Israel’s second astronaut is expected to spend 200 hours or just over a week in orbit, performing “Israeli technological experiments” that will advance the country’s technology and science, according to the president.
Before the launch, he will go through an extensive training program, which will take him to the US, Russia and Germany.
Stibbe is 62 and served as an IDF fighter jet pilot for 43 years, participating in numerous combat missions and achieving the rank of a colonel. He’ll become one of the oldest people to travel to space.
Being a wealthy businessman, Stibbe will be funding the space journey and the experiments he’ll be doing in orbit from his own pocket. He founded and now chairs the multi-million-dollar Vital Capital Fund, which invests in developing nations in Africa and elsewhere.
The ISS mission that he’ll participate in is the first to be manned entirely by private astronauts.
During the ceremony, Stibbe told the media that since he was a child he “looked up to the stars and wondered what there is beyond what I saw,” but it was Israel’s first cosmonaut, Ilan Ramon, who embedded the dream of actually going to space in his head.
The pair became friends during their service in the Israeli Air Force, with Stibbe supporting Ramon’s family after the tragedy on February 1, 2003.

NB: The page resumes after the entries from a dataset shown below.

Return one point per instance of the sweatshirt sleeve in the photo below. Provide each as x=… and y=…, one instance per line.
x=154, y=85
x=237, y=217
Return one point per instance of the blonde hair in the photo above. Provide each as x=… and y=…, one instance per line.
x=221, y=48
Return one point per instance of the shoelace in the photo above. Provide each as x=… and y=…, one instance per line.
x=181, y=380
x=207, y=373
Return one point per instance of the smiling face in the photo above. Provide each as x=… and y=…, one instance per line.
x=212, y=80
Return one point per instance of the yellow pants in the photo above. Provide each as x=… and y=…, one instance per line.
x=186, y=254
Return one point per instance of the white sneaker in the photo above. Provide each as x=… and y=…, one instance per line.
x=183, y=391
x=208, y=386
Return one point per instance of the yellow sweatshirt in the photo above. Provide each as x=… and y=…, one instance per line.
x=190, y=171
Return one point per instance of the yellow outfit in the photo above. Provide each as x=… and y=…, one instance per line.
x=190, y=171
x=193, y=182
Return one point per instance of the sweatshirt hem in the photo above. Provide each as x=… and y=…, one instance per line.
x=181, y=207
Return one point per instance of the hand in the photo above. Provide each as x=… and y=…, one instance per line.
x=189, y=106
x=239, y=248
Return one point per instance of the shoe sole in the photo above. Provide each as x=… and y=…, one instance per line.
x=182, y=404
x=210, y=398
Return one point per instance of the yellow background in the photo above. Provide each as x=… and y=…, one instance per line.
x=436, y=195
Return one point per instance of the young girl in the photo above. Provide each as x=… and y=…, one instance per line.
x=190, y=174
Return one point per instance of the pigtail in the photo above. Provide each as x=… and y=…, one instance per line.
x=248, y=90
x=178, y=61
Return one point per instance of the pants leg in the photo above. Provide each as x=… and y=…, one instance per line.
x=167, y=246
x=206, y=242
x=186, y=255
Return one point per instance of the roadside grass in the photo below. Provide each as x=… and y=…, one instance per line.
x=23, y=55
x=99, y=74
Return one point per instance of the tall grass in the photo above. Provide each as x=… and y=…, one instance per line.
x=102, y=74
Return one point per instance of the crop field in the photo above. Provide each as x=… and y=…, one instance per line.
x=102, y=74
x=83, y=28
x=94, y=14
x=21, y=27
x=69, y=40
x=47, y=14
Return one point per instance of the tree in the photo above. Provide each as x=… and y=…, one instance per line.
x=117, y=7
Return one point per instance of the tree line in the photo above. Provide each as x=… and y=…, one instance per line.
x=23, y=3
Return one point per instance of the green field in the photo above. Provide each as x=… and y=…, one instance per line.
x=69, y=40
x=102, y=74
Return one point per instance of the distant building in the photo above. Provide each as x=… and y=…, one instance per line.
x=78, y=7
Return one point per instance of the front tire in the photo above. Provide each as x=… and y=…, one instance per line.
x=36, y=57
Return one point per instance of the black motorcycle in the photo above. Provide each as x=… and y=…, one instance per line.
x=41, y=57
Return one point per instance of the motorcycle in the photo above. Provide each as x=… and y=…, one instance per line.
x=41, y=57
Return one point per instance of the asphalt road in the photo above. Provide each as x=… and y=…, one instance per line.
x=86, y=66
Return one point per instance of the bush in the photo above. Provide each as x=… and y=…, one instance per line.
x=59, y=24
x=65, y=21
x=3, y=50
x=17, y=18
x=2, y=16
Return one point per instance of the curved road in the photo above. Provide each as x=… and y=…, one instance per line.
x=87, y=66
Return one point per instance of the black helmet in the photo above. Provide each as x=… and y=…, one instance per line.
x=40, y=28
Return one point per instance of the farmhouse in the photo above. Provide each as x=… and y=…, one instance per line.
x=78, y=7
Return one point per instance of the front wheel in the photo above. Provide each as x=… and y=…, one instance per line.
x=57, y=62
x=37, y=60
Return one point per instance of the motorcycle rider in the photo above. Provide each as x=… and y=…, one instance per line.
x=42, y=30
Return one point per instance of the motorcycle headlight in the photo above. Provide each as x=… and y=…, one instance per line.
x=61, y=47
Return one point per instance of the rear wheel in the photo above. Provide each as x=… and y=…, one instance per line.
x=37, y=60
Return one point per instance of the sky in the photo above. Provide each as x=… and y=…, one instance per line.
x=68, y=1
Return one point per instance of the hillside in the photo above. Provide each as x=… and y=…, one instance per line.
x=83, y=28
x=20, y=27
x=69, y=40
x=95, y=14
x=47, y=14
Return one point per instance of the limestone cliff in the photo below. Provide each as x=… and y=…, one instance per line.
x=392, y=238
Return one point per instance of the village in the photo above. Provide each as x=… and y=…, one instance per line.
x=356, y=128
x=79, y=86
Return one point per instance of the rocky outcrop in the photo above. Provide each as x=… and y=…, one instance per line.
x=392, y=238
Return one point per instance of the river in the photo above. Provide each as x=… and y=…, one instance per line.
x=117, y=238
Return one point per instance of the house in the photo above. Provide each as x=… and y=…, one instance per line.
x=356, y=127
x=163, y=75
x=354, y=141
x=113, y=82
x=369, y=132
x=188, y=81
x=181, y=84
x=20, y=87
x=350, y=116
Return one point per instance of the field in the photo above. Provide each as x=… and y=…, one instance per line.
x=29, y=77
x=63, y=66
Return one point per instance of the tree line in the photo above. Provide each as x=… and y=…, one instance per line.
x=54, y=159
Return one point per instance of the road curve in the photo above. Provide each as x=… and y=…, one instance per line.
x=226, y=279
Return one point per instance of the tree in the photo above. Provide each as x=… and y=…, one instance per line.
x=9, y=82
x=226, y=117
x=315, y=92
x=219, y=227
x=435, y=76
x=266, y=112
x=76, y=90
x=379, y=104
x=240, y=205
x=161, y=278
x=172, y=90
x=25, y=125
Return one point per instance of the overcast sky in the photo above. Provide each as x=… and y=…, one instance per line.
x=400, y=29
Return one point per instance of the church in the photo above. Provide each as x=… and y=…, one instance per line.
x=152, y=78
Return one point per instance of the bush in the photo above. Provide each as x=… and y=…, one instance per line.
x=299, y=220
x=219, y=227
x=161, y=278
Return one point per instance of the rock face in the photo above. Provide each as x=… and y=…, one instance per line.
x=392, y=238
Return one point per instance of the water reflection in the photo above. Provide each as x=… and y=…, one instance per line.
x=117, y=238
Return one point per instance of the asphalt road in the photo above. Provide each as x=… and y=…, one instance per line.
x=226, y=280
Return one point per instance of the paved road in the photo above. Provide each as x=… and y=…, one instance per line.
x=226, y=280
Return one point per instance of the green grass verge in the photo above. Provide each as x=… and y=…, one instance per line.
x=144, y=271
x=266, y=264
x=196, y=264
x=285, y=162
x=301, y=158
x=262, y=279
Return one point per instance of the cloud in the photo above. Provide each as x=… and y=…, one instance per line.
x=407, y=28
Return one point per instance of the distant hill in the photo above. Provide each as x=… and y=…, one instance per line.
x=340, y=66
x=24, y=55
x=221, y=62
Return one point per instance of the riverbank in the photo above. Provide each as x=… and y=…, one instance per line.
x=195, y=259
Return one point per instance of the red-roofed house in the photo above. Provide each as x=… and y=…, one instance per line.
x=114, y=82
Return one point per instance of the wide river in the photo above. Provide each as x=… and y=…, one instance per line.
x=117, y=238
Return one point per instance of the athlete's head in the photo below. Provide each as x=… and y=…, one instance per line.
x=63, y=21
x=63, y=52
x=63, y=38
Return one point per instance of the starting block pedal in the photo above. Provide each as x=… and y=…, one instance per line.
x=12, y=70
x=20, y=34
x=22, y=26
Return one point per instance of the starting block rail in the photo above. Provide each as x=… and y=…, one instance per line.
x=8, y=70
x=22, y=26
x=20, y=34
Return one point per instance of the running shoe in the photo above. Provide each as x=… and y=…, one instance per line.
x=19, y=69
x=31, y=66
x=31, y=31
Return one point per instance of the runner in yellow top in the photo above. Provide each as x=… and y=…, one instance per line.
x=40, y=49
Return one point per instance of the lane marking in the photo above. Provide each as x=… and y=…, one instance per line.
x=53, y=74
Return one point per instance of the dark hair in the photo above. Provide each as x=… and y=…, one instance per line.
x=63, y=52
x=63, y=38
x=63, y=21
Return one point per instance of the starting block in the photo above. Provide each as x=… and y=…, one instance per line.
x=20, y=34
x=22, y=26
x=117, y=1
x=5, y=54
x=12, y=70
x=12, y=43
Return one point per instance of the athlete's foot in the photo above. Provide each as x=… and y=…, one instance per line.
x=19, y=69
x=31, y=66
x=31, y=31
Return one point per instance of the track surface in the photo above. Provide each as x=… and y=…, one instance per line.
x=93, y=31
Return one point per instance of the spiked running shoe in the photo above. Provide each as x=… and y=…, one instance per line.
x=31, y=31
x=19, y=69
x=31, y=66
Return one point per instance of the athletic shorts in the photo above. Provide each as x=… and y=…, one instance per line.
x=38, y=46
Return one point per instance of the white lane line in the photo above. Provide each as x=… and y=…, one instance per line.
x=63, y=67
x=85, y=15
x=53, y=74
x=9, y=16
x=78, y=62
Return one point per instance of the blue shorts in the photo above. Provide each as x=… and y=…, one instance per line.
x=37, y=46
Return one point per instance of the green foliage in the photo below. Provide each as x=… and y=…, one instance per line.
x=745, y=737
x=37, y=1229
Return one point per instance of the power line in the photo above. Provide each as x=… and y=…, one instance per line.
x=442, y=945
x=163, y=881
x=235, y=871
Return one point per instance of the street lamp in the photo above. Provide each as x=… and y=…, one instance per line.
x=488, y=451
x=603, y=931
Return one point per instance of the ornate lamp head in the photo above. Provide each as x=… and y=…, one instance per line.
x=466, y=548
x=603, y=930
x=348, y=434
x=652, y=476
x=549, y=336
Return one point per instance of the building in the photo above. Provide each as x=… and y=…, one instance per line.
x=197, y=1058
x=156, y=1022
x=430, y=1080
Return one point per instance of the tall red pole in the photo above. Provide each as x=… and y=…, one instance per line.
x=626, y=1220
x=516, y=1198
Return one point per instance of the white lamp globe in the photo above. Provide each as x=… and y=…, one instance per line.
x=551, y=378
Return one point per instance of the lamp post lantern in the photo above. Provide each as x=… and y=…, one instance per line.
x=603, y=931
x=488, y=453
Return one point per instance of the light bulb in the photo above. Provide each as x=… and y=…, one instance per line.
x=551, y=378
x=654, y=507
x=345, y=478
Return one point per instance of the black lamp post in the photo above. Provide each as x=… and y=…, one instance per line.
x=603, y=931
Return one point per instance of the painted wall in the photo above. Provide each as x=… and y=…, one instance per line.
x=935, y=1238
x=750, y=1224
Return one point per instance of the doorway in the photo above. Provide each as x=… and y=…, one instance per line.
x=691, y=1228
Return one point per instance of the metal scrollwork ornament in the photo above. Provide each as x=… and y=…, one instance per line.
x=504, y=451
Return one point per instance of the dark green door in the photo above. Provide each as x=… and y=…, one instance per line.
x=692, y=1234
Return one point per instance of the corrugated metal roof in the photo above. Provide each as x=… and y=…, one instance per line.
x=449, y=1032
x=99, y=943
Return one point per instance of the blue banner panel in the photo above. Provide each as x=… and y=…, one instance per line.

On that day, US space shuttle Columbia disintegrated as it was reentering the atmosphere following a mission to the ISS. The blast, which occurred just 16 minutes before the planned landing, killed all seven crew members on board, including Ramon. He was returning to Earth after spending 16 days in space.
It was the second deadly accident for the US Space Shuttle program after Challenger exploded shortly after takeoff in 1986.
Ramon’s son, Tal Ramon, was also present at the ceremony, calling Stibbe’s mission a “victory” and saying that he was moved that his father’s friend had decided to make this “contribution” to the people of Israel.